IQM
Quantum Computers (IQM) announced its development roadmap with technical
milestones targeting fault tolerant quantum computing by 2030, while
enabling a dedicated Noisy Intermediate-Scale Quantum (NISQ) approach
for near-term usage.
Since
its start, IQM has successfully delivered full-stack quantum computers
based on its first three processor generations. IQM's 12-year roadmap
reflects its vision for pioneering quantum solutions through novel
algorithmic approaches, modular software integration, and scalable
hardware advancements. It leverages the company's ability to design and
fabricate next-generation quantum processors with seamless integration
into full-stack systems controlled by an open software stack.
IQM's
unique co-design capabilities steer the roadmap towards efficient
error-correction implementations with high system performance by merging
IQM's two processor topologies IQM Star and IQM Crystal. To enable the
roadmap, IQM systematically invests in its R&D, testing and
fabrication facilities to boost technology scaling up to 1 million
qubits while maintaining high qubit quality and gate fidelity.
To
support the developer community and to ease the usage of quantum
computing, IQM will also enable tight high-performance computing (HPC)

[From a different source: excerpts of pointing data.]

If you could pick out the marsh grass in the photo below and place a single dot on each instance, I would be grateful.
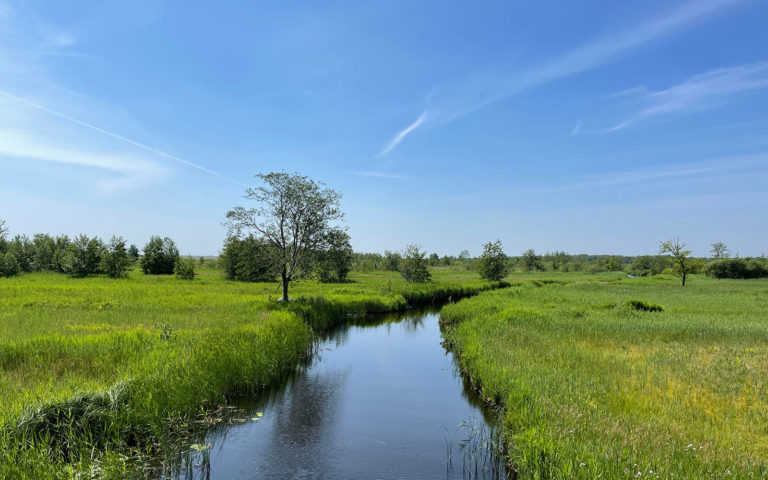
(109, 378)
(593, 389)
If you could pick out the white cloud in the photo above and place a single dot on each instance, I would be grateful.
(465, 95)
(402, 134)
(122, 171)
(576, 128)
(706, 91)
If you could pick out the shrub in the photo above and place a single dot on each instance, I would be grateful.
(160, 255)
(493, 262)
(115, 260)
(249, 259)
(184, 269)
(413, 267)
(83, 256)
(9, 266)
(644, 306)
(334, 264)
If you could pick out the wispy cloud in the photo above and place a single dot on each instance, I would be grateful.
(113, 135)
(576, 128)
(465, 95)
(706, 91)
(402, 134)
(126, 172)
(379, 175)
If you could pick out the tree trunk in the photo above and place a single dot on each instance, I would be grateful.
(285, 284)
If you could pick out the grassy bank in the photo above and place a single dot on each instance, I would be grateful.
(597, 383)
(96, 374)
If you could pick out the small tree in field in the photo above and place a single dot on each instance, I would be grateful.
(493, 262)
(334, 264)
(680, 256)
(160, 255)
(531, 261)
(719, 250)
(414, 267)
(295, 215)
(133, 253)
(184, 269)
(115, 260)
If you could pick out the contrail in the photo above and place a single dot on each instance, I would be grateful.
(119, 137)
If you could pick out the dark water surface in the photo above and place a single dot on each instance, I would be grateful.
(382, 400)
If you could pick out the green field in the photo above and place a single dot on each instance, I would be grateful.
(597, 386)
(97, 374)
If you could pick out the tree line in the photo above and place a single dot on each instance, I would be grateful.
(83, 256)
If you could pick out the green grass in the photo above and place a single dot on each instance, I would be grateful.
(97, 375)
(595, 386)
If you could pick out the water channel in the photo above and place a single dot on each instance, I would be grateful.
(381, 399)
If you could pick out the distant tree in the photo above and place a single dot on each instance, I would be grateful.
(493, 262)
(184, 268)
(392, 261)
(249, 259)
(22, 248)
(613, 264)
(414, 266)
(115, 261)
(3, 235)
(133, 252)
(719, 250)
(44, 248)
(83, 256)
(160, 255)
(295, 215)
(531, 261)
(680, 256)
(9, 266)
(334, 264)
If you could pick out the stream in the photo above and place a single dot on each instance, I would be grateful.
(381, 399)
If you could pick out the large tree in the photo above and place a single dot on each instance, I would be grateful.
(295, 215)
(680, 256)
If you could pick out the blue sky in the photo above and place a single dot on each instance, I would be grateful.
(584, 126)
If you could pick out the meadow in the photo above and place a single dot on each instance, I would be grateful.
(100, 376)
(603, 376)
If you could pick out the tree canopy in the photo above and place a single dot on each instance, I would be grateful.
(295, 215)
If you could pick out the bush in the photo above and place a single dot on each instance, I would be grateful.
(160, 255)
(184, 269)
(334, 264)
(413, 267)
(249, 259)
(738, 268)
(9, 266)
(644, 306)
(83, 256)
(493, 262)
(115, 260)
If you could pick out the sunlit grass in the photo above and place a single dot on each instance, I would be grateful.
(596, 388)
(95, 372)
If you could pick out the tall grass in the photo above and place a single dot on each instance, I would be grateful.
(596, 387)
(100, 377)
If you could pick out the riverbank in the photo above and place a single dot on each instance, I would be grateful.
(598, 382)
(97, 375)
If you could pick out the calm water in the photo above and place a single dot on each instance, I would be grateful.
(378, 401)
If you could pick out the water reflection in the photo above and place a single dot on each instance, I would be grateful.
(379, 398)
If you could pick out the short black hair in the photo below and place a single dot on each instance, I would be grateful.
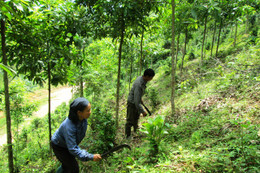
(79, 104)
(149, 72)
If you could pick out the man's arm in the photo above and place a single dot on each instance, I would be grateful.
(138, 100)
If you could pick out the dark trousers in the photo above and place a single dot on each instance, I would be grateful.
(131, 119)
(68, 161)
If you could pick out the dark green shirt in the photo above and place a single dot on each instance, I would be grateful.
(136, 93)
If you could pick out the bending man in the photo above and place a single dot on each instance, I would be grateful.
(134, 101)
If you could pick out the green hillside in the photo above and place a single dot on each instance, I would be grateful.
(215, 127)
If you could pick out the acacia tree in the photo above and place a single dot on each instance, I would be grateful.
(7, 13)
(173, 62)
(40, 51)
(116, 18)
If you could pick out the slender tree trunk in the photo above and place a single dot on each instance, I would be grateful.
(173, 64)
(178, 47)
(130, 77)
(81, 80)
(213, 39)
(235, 39)
(204, 35)
(220, 27)
(185, 44)
(141, 57)
(7, 102)
(49, 102)
(118, 74)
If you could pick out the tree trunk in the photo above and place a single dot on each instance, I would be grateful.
(178, 47)
(141, 57)
(213, 39)
(220, 26)
(235, 39)
(49, 102)
(185, 44)
(81, 87)
(7, 102)
(130, 77)
(173, 64)
(118, 73)
(204, 35)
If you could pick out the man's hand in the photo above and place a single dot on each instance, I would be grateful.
(144, 114)
(97, 157)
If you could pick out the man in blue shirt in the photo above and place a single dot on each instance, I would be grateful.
(71, 132)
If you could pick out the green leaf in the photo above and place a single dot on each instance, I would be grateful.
(7, 69)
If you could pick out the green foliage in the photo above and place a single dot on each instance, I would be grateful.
(103, 131)
(155, 129)
(153, 96)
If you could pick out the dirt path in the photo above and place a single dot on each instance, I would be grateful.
(57, 98)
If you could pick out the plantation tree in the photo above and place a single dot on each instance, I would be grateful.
(120, 16)
(7, 100)
(78, 23)
(40, 51)
(173, 71)
(7, 13)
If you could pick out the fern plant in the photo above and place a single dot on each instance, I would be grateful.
(156, 131)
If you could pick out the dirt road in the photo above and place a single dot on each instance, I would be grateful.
(57, 98)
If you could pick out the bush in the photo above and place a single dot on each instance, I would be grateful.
(103, 129)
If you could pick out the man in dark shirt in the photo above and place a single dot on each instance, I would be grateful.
(134, 101)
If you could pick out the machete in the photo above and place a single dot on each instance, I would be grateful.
(147, 109)
(106, 154)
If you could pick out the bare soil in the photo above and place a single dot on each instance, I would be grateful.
(58, 96)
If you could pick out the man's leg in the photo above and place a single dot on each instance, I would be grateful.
(69, 163)
(130, 120)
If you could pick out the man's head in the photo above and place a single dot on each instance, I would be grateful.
(148, 75)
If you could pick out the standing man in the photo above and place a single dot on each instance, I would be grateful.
(134, 101)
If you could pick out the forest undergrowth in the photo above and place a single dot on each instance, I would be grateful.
(217, 126)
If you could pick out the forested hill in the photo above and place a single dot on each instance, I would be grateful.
(204, 98)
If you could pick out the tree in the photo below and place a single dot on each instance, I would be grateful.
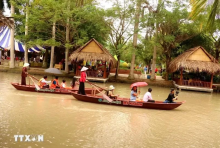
(135, 37)
(12, 58)
(199, 6)
(119, 21)
(174, 28)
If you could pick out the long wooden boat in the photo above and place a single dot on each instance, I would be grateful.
(126, 102)
(32, 88)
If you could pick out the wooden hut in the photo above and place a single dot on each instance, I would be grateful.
(5, 21)
(93, 51)
(195, 60)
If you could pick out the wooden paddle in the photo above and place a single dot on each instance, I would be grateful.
(104, 95)
(37, 87)
(33, 77)
(97, 86)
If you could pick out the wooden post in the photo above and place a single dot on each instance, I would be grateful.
(105, 73)
(181, 77)
(211, 81)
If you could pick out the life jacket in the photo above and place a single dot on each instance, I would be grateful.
(41, 84)
(63, 85)
(54, 85)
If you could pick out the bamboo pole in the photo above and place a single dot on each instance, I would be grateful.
(12, 42)
(211, 81)
(181, 77)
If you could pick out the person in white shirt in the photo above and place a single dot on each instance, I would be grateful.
(147, 96)
(43, 83)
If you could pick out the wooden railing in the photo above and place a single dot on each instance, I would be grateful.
(194, 83)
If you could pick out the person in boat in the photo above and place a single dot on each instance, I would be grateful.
(55, 83)
(148, 96)
(82, 81)
(24, 74)
(171, 97)
(43, 83)
(74, 83)
(134, 93)
(110, 92)
(63, 84)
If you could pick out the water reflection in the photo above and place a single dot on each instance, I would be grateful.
(65, 121)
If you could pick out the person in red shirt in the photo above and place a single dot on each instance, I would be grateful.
(156, 70)
(82, 81)
(24, 74)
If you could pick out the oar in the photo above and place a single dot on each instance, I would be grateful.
(33, 77)
(37, 87)
(97, 86)
(104, 95)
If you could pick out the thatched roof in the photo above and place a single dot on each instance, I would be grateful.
(93, 50)
(195, 59)
(4, 21)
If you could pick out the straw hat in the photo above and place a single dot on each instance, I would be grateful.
(84, 68)
(26, 64)
(111, 87)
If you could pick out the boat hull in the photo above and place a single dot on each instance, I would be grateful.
(127, 103)
(54, 91)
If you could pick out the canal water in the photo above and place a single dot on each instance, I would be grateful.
(66, 122)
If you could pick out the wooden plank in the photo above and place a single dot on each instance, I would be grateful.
(205, 89)
(94, 79)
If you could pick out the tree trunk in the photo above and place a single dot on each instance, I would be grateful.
(154, 63)
(26, 33)
(135, 37)
(217, 54)
(45, 59)
(52, 48)
(117, 68)
(12, 42)
(168, 59)
(67, 40)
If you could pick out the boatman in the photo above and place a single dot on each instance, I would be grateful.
(171, 97)
(148, 96)
(82, 81)
(24, 74)
(55, 83)
(43, 83)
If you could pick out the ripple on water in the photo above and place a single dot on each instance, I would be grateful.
(65, 121)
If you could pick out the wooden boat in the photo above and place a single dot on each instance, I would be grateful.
(126, 102)
(32, 88)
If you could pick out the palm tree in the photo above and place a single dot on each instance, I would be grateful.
(198, 6)
(3, 4)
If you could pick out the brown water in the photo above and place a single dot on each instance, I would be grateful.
(67, 122)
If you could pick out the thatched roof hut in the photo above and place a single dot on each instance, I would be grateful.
(195, 59)
(92, 50)
(4, 21)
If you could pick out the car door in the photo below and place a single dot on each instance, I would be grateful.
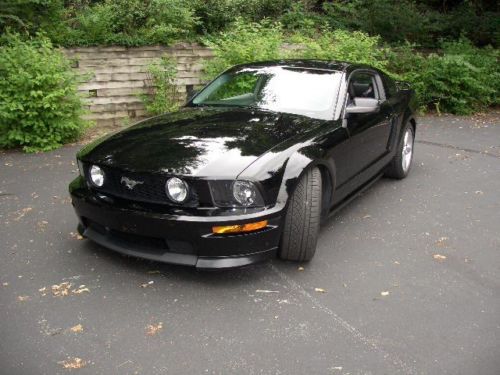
(368, 132)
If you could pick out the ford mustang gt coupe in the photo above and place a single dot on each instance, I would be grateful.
(249, 167)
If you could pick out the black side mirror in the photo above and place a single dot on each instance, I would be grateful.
(363, 105)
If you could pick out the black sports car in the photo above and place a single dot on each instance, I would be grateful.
(249, 167)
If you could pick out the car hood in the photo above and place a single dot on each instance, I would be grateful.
(215, 142)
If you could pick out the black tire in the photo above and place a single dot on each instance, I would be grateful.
(302, 220)
(396, 167)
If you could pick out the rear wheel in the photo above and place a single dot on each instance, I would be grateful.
(401, 164)
(302, 220)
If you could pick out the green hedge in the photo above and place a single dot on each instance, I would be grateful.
(461, 79)
(39, 105)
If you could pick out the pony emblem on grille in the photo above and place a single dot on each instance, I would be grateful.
(129, 183)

integration and create a special software development kit (SDK). Open
interfaces will empower the ecosystem, including quantum error
mitigation, co-develop libraries and use-cases on IQM's quantum
computers.
The
company aims to achieve quantum advantage across multiple industry
domains, focusing on quantum simulations, optimization, and quantum
machine learning. According to a McKinsey report, these selected use-cases will unlock a value potential of more than US$28 billion by 2035.
Quantum
advantage will be provided by fully error-corrected systems with
hundreds to thousands of high-precision logical qubits, for which error
correction will be enabled by efficiently implementing novel quantum
low-density parity-check (QLDPC) codes. This approach reduces the
hardware overhead by a factor of up to 10 compared to surface code
implementation.
Furthermore,
IQM is targeting high-precision logical qubits with error rates below
10^-7, enabling quantum advantage for applications demanding exceptional
accuracy, such as in chemistry and materials science.
"We
are implementing Quantum low-density parity-check (QLDPC) codes through
a novel chip topology, enabled by our uniquely connected Star topology,
long-distance couplers and a very compact approach for advanced
packaging and signal routing," said Dr. Jan Goetz, Co-Founder and Co-CEO of IQM Quantum Computers.

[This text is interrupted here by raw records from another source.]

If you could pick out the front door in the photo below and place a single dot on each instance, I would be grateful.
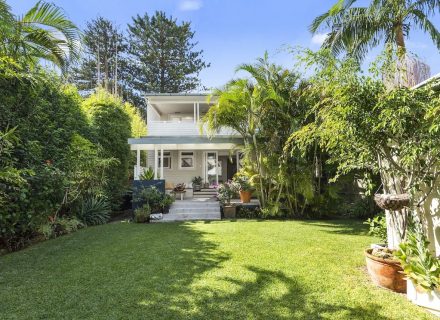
(211, 168)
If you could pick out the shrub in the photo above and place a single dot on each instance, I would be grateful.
(378, 227)
(59, 226)
(94, 211)
(148, 174)
(142, 215)
(111, 129)
(151, 196)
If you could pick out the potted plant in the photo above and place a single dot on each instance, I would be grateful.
(197, 183)
(422, 269)
(166, 202)
(142, 214)
(244, 187)
(385, 270)
(225, 192)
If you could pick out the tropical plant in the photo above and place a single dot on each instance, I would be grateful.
(142, 214)
(378, 227)
(44, 32)
(94, 211)
(197, 180)
(356, 30)
(418, 262)
(363, 126)
(242, 181)
(225, 192)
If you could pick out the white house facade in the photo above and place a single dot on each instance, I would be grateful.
(178, 149)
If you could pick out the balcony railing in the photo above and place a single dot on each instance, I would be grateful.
(182, 128)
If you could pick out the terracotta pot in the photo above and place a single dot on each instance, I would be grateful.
(229, 211)
(385, 273)
(430, 300)
(245, 196)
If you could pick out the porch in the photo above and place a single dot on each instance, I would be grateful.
(180, 159)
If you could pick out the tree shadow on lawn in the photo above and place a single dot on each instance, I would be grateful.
(259, 299)
(345, 227)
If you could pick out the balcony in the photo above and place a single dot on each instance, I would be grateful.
(181, 128)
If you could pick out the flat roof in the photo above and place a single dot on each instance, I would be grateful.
(184, 140)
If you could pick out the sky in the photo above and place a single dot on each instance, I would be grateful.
(231, 32)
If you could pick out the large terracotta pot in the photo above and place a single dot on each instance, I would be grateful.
(245, 196)
(385, 273)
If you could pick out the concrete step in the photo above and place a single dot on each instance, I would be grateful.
(195, 204)
(193, 210)
(169, 217)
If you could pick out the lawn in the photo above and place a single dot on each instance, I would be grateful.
(217, 270)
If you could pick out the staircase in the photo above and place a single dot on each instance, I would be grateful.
(205, 194)
(197, 209)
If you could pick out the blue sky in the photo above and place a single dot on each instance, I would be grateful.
(232, 31)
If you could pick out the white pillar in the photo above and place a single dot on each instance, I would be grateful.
(161, 162)
(155, 162)
(195, 112)
(138, 163)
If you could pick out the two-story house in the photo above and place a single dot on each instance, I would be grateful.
(178, 150)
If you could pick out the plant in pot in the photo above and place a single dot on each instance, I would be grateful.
(147, 174)
(422, 269)
(197, 183)
(245, 189)
(166, 202)
(385, 270)
(142, 214)
(225, 192)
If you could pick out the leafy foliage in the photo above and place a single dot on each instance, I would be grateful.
(111, 129)
(44, 32)
(418, 262)
(164, 55)
(378, 227)
(94, 211)
(142, 214)
(357, 29)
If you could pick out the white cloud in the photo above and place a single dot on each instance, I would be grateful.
(190, 5)
(319, 38)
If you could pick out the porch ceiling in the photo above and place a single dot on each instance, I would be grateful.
(184, 143)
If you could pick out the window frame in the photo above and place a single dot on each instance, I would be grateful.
(166, 155)
(193, 156)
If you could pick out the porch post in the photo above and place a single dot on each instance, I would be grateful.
(155, 162)
(195, 113)
(161, 162)
(138, 163)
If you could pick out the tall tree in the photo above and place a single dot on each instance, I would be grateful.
(44, 32)
(356, 30)
(164, 55)
(104, 61)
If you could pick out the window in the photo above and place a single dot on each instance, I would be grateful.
(186, 160)
(166, 159)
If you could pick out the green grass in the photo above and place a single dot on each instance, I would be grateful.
(218, 270)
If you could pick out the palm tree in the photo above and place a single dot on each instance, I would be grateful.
(44, 32)
(356, 30)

"This underlines our commitment to hardware efficiency, enabling a
feasible and scalable pathway to fault tolerance combined with an open
and modular software architecture."
Goetz
emphasizes that the company's proprietary cleanroom facilities will
support the fabrication of complex processors with unique long-range
connections, facilitating high-performance quantum processors.
To
this end, IQM will implement novel solutions for advanced packaging and
3D integration to ensure scalability while maintaining its ambitious
goals to reduce error rates, while its large-scale processors will be
built up in a modular way and powered by cryogenic electronics. The
results are reduced heat load, strongly miniaturized packaging
solutions, and reduced cost per qubit. These features will result in
more performant and affordable products for IQM's customers in the HPC
and enterprise market.
Offering
on-premises and cloud access, IQM has been specializing in integrating
quantum systems into HPC centers since 2020. The latest is Germany's
first hybrid quantum computer at the Leibniz Supercomputing Centre.